Hartley’s visual field test results were so unusually poor that the technicians stopped midway, asserting that she was perhaps simply not cooperating with the testing. Fortunately, the doctor instructed the technicians to repeat the visual field test to its conclusion. This time, Hartley received a shocking diagnosis. Her symptoms were consistent with a pituitary tumor. The doctor reassured her, however, that pituitary tumors are usually benign and treatable.

Located at the base of the brain and about the size of a kidney bean, the pituitary gland is considered the “master gland” of the body because it regulates many activities of other endocrine glands.

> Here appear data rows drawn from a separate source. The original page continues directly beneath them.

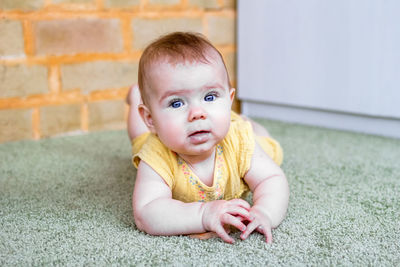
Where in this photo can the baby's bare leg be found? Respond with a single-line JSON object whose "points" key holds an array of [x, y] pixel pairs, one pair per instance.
{"points": [[136, 125], [258, 129]]}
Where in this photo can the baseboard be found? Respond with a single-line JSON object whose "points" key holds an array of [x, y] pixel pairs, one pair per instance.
{"points": [[389, 127]]}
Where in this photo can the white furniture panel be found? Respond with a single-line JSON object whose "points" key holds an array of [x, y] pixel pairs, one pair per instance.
{"points": [[333, 56]]}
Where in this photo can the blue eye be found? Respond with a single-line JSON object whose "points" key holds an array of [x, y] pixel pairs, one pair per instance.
{"points": [[176, 103], [210, 97]]}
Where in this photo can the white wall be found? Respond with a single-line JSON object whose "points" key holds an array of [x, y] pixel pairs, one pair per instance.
{"points": [[334, 57]]}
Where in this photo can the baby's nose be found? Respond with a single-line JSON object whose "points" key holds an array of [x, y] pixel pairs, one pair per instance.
{"points": [[197, 113]]}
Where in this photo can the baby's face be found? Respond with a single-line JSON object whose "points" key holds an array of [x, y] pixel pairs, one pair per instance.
{"points": [[190, 105]]}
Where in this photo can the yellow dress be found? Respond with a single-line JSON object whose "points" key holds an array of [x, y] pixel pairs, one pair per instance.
{"points": [[232, 161]]}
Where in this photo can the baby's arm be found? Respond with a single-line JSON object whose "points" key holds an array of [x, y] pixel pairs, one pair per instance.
{"points": [[157, 213], [270, 194]]}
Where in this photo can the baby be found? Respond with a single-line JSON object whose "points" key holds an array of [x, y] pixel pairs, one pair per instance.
{"points": [[195, 158]]}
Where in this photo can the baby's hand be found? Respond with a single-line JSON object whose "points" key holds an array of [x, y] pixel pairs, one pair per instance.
{"points": [[220, 212], [261, 223]]}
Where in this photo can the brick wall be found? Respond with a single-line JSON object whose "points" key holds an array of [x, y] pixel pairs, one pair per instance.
{"points": [[66, 65]]}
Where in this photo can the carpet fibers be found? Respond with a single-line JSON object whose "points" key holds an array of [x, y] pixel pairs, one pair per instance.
{"points": [[67, 201]]}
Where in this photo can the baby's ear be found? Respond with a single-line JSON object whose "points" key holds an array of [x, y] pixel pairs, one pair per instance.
{"points": [[147, 118], [232, 93]]}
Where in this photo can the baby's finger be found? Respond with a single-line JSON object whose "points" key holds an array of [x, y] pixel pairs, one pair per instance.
{"points": [[249, 229], [234, 221], [224, 235], [240, 202], [267, 232], [236, 210]]}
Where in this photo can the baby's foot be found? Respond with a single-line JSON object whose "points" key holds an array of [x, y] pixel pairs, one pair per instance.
{"points": [[133, 97]]}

When an MRI confirmed that Hartley had a large (3-centimeter) pituitary tumor, her primary care doctor had one more referral: Hartley needed to go to UW Medicine immediately to see Dr. Manuel Ferreira Jr., chief of neurosurgery at UW Medical Center and surgical director of the UW Medicine Multi-Disciplinary Pituitary Program, part of the UW Medicine Neurosciences Institute.

“UW Medicine has the most comprehensive center for pituitary disorders in the WWAMI region, and one of the largest in the country,” said Ferreira. “Pituitary tumors are the most common of these disorders. They occur in about 10% to 12% of the population, and a primary symptom is vision loss.”

The Friday that her referral was received, Ferreira arranged to see Hartley for an assessment with his colleagues, UW Medicine head and neck surgeon Dr. Kris Moe and UW Medicine endocrinologist Dr. Anthony DeSantis.

They determined that the tumor needed to be removed quickly because it was pressing on Hartley’s optic nerves, which could have caused irreversible eyesight damage. The surgical approach for removing a pituitary tumor depends on its size and location. It can be done through the nose, through an incision under the upper lip or through the skull.

The following Monday, Ferreira and Moe removed the tumor using the most common procedure: endoscopic transnasal transsphenoidal surgery. In this minimally invasive procedure, the otolaryngology team navigates an angled endoscope with a built-in video camera into the sinus cavity located beneath the pituitary gland. The neurosurgeon then removes the thin bone beneath the gland, opens the coverings of the gland and removes the tumor.

Hartley went home the day following her surgery. She says her vision was quickly restored, and she has experienced no complications.

For Ferreira, this is exactly how the UW Medicine program is meant to work. “From fast access to excellent outcomes, our team provides treatments for pituitary disorders that are not found anywhere else in the community.”

Hartley is a very appreciative patient. “Everything is back to normal,” she said. “I even have more energy.”